UniAD large model paves the way for smart cars to enter the AGI era-EEWORLD

Collect

At the recently concluded Beijing Auto Show, in addition to the debut of a number of star models, supply chain companies also began to show off their strength, especially the end-to-end big model , which set off a new wave of enthusiasm for the new generation of intelligent driving technology stack.

As the first company to propose a universal model of integrated perception, decision-making and autonomous driving , SenseTime also demonstrated the road test performance of UniAD (Unified Autonomous Driving), an end-to-end autonomous driving solution for mass production, to the public for the first time at this auto show.

UniAD makes intelligent driving "human-like"

I believe many users have noticed that since this year, almost all car companies or industry chain companies have used the adjective "comparable to real driving" when promoting intelligent driving. One of the important directions of the emergence of end-to-end large models is to solve the problem of "humanized driving".

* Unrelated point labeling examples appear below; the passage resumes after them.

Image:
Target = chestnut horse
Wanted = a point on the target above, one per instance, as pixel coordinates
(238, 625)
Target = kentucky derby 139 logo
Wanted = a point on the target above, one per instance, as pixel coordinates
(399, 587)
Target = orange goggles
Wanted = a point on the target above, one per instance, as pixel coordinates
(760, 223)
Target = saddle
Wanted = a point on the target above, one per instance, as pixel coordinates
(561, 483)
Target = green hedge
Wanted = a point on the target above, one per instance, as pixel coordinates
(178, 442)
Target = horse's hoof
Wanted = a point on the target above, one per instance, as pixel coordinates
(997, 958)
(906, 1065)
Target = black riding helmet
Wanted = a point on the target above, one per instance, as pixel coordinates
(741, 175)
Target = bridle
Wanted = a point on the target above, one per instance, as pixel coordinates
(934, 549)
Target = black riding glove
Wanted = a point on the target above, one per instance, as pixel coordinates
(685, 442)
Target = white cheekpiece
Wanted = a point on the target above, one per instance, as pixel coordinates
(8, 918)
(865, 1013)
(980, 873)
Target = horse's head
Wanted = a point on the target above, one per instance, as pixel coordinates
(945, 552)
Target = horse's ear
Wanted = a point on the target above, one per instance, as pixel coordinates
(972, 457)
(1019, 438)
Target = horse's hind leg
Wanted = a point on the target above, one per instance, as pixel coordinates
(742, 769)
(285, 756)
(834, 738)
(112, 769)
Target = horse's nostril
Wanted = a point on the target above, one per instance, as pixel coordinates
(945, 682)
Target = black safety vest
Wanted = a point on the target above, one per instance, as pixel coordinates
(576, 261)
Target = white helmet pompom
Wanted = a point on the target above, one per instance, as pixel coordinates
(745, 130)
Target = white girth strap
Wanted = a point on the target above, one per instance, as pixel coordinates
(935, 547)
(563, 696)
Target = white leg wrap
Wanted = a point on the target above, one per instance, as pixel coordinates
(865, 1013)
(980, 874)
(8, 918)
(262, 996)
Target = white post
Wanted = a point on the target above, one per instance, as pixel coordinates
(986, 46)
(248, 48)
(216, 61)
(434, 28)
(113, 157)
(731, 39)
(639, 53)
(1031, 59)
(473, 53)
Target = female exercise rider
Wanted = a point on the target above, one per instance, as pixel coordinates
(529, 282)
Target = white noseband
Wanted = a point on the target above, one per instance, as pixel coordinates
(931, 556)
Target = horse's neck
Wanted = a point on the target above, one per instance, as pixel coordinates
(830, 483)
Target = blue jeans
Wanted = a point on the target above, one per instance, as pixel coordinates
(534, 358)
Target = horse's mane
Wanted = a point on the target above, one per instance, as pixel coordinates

At the Beijing Auto Show, SenseTime Jueying demonstrated the results of actual road tests without high-precision maps and relying only on visual perception: whether it is urban roads or wireless rural roads, vehicles equipped with UniAD can accurately complete a series of difficult operations such as turning left at a large angle onto a bridge, avoiding vehicles occupying the road and construction areas, and detouring around running pedestrians.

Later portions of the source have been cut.